My application writes text and graphics using the grx functions. Usually, but not always, when I have written to the screen, the program goes to a keyboard input function, which ultimately calls GrKeyRead(). At that point, the video display updates to show what has been output. If instead, the program goes into any other kind of delay() or wait state, or even if I loop waiting on a physical input from an I.O card, the screen does NOT update. It seems that everything EXCEPT what could be in a buffer gets written to the video, with unsatisfactory results. If then the program goes and does a keyboard wait, the screen catches up.
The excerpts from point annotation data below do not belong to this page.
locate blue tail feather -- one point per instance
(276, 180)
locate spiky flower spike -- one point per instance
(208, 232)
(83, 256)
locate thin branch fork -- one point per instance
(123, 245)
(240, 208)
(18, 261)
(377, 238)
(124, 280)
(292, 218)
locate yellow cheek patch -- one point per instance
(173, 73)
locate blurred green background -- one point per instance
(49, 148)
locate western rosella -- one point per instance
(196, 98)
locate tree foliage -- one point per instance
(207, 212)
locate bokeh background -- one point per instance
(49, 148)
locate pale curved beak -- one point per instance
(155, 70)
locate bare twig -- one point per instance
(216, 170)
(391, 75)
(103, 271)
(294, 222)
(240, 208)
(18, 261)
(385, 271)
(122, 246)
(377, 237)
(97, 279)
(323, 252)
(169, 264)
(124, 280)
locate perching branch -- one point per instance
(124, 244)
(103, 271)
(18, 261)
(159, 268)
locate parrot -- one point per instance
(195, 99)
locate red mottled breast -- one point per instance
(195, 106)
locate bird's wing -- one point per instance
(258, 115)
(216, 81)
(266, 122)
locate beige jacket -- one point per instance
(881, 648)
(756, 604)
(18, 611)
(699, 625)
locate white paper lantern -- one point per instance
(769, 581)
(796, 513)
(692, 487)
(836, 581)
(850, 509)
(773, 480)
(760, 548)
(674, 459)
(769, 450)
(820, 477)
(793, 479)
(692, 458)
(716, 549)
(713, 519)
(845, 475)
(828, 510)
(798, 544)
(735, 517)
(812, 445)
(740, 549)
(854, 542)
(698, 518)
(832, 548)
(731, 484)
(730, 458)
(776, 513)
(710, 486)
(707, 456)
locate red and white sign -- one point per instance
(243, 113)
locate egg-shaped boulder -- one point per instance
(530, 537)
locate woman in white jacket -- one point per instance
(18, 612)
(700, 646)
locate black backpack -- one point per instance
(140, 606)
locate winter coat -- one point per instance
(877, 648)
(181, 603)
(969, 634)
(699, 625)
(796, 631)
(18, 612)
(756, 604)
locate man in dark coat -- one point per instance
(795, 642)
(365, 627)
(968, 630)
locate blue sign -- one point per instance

I have searched through the documentation many times in the hope of finding a "flush" type of function, but the best I have found is the GRKeyPressed() function, which is non-blocking. This is my work-around. If I call GRKeyPressed() TWICE in succession after outputting what I want to show, the screen updates totally, and I can output text and graphics little by little, and have them appear in a timely fashion.
THIS IS DIFFERENT BEHAVIOUR from the DOS version, where screen updates always appeared totally, immediately. I have assumed that because the original DOS version was single threaded, it completed before returning to the C application code, and in the Linux Version, I have supposed that there are separate threads for filling and displaying buffers.
As my code is very large, I have not stripped it down to the minimum repeatable code. But since I have found a work-around, it is not a problem. Calling GRKeyPressed() seems to wake the output thread sufficiently to get the result I need.
Speaking as a former GRX user, and having seen this issue elsewhere:
Such different behaviour is quite common in systems with output buffers. It doesn't take threads (and AFAIK, GRX doesn't use threads). The same can be observed with plain stdin/stdout (C) or Input/Output (Pascal) or with text-based libraries such as curses (C) or CRT (Pascal), always depending on the implementation and often on the output target.
In the case of GRX, there might be no internal buffers, but the buffer of the X11 connection (assuming you're using the X11 version), whereas the Dos version does direct hardware access without any buffer. This is typical, and portable programming means to cater for all cases and doing a flush (which would be a nop on systems that don't need it) when necessary.
Flushing after each operation is generally slow. Forcing the user to do all the flushing is a bit inconvenient. Therefore, many libraries flush automatically on well-known occasions, such as waiting/checking for input or sleeping. GRX seems to do the former, but not the latter. But a library can't know about all occasions to flush (such as waiting for external I/O as you describe), so you need to do it explicitly in this case.
My suggestion for GRX would be to do flushing in GrSleep (since an application that sleeps almost always wants buffers flushed before) and add an explicit flush routine (which could then perhaps just call GrSleep(0)). Otherwise GrKeyPressed seems the best work-around so far.